In summary – the veteran will conduct his/her job search with the organizations that he/she comes in contact with, particularly if that organization is offering to assist at no charge. Professional organizations may argue that they don’t exist primarily to be job boards for their members (or for companies interested in hiring military veterans). Their mission is first and foremost to promote knowledge sharing among members, to research and provide “best practices” for their industries, and to professionally develop their constituents. So why should an association make a special effort to support the needs of veterans in transition to civilian employment? Two reasons:
- To grow the membership. An association that has a data base of resumes and jobs is a critical benefit which attracts new members and retains existing members.
- To provide an equal opportunity to another demographic in need. Most associations already offer student membership rates to encourage those studying the profession a means to afford entry. More and more associations are also offering a reduced or even free temporary membership (usually to an existing member) who has lost a job within the last membership year in order to facilitate that member staying connected to the organization and to take advantage of the knowledge and benefits (like the job board) offered by the association.

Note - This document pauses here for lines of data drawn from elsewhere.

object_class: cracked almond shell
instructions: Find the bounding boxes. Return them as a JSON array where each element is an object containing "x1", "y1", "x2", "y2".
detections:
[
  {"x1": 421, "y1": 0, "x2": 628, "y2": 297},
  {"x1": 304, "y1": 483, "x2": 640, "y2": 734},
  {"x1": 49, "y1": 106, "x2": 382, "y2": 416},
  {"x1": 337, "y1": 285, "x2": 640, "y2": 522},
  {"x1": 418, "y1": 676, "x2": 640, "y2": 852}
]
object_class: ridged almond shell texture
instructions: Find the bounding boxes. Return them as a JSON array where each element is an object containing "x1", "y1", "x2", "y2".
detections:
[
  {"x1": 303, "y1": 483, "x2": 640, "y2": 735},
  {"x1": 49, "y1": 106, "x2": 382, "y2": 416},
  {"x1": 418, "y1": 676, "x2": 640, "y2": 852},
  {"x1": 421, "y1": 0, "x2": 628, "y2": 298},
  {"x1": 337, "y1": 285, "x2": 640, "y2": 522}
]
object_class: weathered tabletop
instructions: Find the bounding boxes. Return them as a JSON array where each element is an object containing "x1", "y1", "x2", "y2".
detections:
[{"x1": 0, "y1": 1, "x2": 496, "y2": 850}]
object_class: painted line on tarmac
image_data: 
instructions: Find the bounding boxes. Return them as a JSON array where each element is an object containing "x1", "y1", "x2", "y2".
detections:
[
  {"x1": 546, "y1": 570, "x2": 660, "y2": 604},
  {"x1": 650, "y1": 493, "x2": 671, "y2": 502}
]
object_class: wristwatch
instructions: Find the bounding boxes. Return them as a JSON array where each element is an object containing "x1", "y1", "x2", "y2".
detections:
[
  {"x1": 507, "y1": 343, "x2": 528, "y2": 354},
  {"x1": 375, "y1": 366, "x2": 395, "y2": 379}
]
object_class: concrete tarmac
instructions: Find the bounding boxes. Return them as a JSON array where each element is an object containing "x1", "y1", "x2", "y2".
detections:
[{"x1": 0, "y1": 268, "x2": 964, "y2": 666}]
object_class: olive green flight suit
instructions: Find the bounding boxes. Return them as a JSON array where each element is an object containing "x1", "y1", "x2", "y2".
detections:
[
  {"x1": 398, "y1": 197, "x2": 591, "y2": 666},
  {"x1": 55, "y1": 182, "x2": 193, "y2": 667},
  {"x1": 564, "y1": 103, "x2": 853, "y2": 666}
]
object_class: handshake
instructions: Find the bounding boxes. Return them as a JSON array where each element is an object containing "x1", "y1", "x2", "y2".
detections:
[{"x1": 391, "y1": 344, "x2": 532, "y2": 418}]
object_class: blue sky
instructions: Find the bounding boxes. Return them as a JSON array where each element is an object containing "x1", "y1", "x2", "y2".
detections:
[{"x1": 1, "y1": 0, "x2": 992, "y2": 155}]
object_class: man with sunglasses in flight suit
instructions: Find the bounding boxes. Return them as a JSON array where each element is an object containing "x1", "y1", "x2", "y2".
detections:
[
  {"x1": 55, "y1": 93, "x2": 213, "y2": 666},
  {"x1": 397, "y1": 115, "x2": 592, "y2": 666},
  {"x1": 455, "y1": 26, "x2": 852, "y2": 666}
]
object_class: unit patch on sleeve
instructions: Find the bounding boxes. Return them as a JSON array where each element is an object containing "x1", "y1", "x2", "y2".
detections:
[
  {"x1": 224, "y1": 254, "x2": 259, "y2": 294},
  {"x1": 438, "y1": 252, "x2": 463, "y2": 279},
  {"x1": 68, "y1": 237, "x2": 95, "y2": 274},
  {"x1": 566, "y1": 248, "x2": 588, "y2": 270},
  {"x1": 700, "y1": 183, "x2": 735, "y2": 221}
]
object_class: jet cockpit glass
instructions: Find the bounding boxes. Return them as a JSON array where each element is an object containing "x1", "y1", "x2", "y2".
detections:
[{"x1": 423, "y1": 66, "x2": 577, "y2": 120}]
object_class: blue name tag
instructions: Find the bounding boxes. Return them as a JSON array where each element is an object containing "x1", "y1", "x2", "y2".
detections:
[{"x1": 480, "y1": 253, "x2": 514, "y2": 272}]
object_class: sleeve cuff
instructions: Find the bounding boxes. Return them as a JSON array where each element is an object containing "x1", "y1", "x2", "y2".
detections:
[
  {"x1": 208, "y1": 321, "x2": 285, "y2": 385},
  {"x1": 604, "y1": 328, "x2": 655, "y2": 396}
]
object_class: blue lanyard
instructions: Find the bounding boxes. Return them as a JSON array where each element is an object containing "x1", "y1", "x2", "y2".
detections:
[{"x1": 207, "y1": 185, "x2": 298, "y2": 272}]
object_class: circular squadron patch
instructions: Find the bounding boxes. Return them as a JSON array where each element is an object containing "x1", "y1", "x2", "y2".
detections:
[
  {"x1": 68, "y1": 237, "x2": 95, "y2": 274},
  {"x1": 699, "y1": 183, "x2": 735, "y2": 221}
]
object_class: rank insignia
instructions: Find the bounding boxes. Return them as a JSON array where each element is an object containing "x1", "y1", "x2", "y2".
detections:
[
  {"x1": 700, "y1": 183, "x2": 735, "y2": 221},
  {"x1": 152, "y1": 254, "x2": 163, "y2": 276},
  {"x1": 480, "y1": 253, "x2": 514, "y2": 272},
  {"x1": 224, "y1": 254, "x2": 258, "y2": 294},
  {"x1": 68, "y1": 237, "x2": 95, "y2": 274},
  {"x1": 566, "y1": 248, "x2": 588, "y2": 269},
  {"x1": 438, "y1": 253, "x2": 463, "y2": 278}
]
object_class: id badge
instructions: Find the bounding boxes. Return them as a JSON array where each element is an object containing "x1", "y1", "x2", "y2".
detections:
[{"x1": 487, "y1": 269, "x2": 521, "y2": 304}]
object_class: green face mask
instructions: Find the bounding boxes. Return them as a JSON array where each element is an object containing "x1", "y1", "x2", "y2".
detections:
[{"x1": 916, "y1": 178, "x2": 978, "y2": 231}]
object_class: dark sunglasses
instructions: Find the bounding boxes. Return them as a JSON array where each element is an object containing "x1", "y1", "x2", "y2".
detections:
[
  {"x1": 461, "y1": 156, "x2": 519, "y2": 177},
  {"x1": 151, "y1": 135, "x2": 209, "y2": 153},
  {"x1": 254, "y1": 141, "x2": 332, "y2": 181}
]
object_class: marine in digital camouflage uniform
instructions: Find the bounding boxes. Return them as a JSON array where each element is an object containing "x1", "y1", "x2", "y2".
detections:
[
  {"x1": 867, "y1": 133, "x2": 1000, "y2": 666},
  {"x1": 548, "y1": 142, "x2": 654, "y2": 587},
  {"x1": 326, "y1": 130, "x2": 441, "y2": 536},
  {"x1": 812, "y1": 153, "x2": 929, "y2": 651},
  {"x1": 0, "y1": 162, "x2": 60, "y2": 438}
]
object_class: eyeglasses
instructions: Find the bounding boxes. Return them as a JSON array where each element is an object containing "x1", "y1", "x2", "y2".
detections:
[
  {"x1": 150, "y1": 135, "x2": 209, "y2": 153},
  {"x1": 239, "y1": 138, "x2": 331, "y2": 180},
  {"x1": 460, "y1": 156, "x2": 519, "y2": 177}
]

What can associations do to facilitate connecting transitioning military members’ resumes with employers looking to hire those skills?
- Reach out to the military. Just as employers make the effort to learn where to find sources of military veterans to hire, associations need to contact those same sources and connect to veterans in transition. Explain to those service members the value of membership as a means to both job leads in their career field as well as a source of industry knowledge that will serve them wherever they land.
- Offer a special reduced (or free!) 1-year membership rate for veterans in transition. In this case transition would be defined as going from active duty to civilian life or from a mobilization tour (for National Guard/Reserve) back to civilian life.
- Create education/training/certification programs specifically to prepare military members for civilian careers in your industry. The National Association of Corrosion Engineers (NACE) is a good example of an organization doing just this. NACE has a corrosion training program that it offers free to Department of Defense personnel.